# New Horizons Newbies posting in the New Leaf threads...



## lyradelphie04 (May 14, 2020)

Am I the only one who consistently gets irritated when going through the New Leaf threads or asking questions and getting/seeing irrelevent replies that are about New Horizons?

Perhaps I'm just grouchy... but there are seperate forum areas for each game. There's forum areas for villager trading in each game. There are forums for visiting other towns/islands and selling/trading. Is it really so hard to use the forums for the game you play?

I know it's only a few people, but it's very annoying for me to see people show up in the Re-Tail part and ask to trade in NMT. If they're looking to trade with their New Horizons game, go to Nooks Cranny! Want to play with others? Go to Dodo Buisness Class or The Airport!

The forum is organized very well, showing which areas are for which game. It shouldn't be so easy to get confused.

Just an opinion I wanted to share, no offense meant to anybody.


----------



## xara (May 14, 2020)

i’m not necessarily irritated by it but i have seen people getting the new leaf board confused for new horizons which is kinda silly and could easily be avoided if people read a lil more closely


----------



## mermaidshelf (May 16, 2020)

lyradelphie04 said:


> Am I the only one who consistently gets irritated when going through the New Leaf threads or asking questions and getting/seeing irrelevent replies that are about New Horizons?
> 
> Perhaps I'm just grouchy... but there are seperate forum areas for each game. There's forum areas for villager trading in each game. There are forums for visiting other towns/islands and selling/trading. Is it really so hard to use the forums for the game you play?
> 
> ...


It's a tad annoying to me. I wish people in general would read things more carefully, especially the new users who aren't familiar with the site, but I think people are pretty good about pointing out they're in the wrong section and mods also take action when necessary.


----------



## necrofantasia (May 16, 2020)

it is a bit annoying but i try to point them in the right direction anyway
it's better to show them kindness, they'll learn more of how to act if we're nice


----------



## Clock (May 17, 2020)

It doesn’t bother me that much, but can be a bit annoying, but everyone makes mistakes here. I’m sure the people who made the mistakes though will not do it again.


----------



## Darkesque_ (May 17, 2020)

Yes!!!!! I definitely am! I have had people asking me to box villagers, IGB, items, etc. for NH when I posted it in NL!!! I just am irritated when that happens because then I get what is wanted, but they are on a whole other game ;-;


----------



## Blueskyy (May 20, 2020)

I just try to point them in the right direction. More so now, I just ignore and report so it gets moved. I was told not to link them to the correct thread anymore and just report it. Whatever I guess


----------



## Romaki (May 22, 2020)

I accidently posted on a New Leaf once because I often get confused when I'm scrolling down the frontpage,


----------



## ForgottenT (May 22, 2020)

I only check the "What's new section" of the forums, I never go to specific sub forums, so when a New Leaf thread gets in there I don't notice, I haven't posted in any of them to my knowledge though.


----------



## pochy (Jun 5, 2020)

haha what i think is annoying from this is that now i have to write (NEW LEAF NOT ACNH) in the title, even tho its already in the right forum. xD

it's annoying enough that adding acnl and new leaf to my google searches and even filtering the word 'horizons' won't do the trick.
i'm still flooded by some random news pages that wrote 1 article on acnh on march 20th and then kicked the game in the trash ://


----------



## Feferily (Jun 5, 2020)

I’m always a little bummed at the thought of them being super disappointed when they realize an offer is only for New Leaf TwT but I totally get the annoyance. Trading can be stressful as is without miscommunication.


----------



## xSuperMario64x (Jun 5, 2020)

AndyP08 said:


> I was told not to link them to the correct thread anymore and just report it. Whatever I guess


Ngl the whole "mini-modding" rule is kinda bs. It shouldn't be a problem to tell someone where a thread should be posted.

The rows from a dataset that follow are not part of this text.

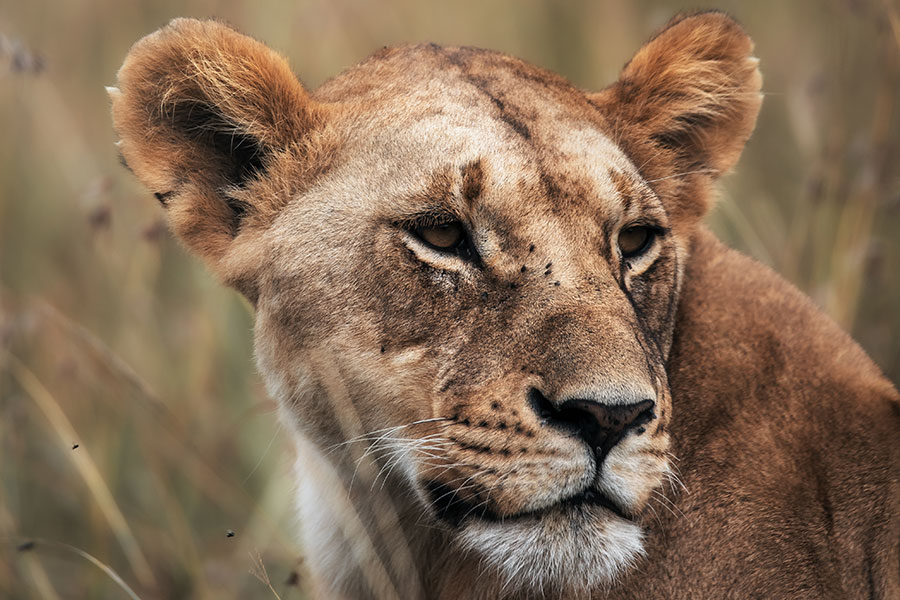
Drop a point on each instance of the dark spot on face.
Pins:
(473, 177)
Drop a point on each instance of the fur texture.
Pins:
(458, 413)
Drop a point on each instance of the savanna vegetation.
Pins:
(139, 455)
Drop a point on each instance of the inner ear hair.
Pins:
(202, 112)
(685, 105)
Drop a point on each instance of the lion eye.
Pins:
(635, 240)
(446, 236)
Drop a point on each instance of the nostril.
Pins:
(600, 425)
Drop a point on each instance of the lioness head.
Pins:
(460, 256)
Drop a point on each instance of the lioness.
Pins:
(513, 361)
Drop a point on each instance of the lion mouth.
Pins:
(454, 510)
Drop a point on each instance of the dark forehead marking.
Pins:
(473, 178)
(463, 58)
(626, 187)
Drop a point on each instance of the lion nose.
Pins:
(600, 425)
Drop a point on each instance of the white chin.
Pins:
(568, 550)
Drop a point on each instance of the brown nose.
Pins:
(600, 425)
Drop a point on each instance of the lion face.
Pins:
(503, 296)
(459, 261)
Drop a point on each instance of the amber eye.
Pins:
(446, 236)
(635, 240)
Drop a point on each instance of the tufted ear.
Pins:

But yeah when I see a post in an incorrect place I usually just report it so it can be moved. As for people commenting on threads thinking they're for NH when they're actually for NL I can see how that would be really irritating. It only takes at most like 20 seconds to read all the forum and subforum titles. There isn't really any excuse to get the NL and MY boards mixed up.

I also hate when people post AC stuff in the TBT Marketplace when the description for the board clearly states that it's for non-AC stuff only.


----------



## Blueskyy (Jun 5, 2020)

xSuperMario64x said:


> Ngl the whole "mini-modding" rule is kinda bs. It shouldn't be a problem to tell someone where a thread should be posted.
> 
> But yeah when I see a post in an incorrect place I usually just report it so it can be moved. As for people commenting on threads thinking they're for NH when they're actually for NL I can see how that would be really irritating. It only takes at most like 20 seconds to read all the forum and subforum titles. There isn't really any excuse to get the NL and MY boards mixed up.
> 
> I also hate when people post AC stuff in the TBT Marketplace when the description for the board clearly states that it's for non-AC stuff only.


Thanks I agree. I can understand if mods prefer us just report it, but don’t refer to trying to be helpful as “mini-modding”. Don’t care if it is a mod telling me this or any old user, my response will be the same: Be respectful and I’ll get the message loud and clear. Anyway...I feel using this site mobile is sometimes a little trickier for me in every way so I can understand if someone messes up. It just gets very annoying when it is a pattern.


----------



## Faux (Jun 7, 2020)

As someone who just spaces out and scrolls around in various places, sometimes I forget where I'm at.  I haven't misposted, but it's easy to overshoot the NH topics and end up in NL without noticing while just casually chilling.


----------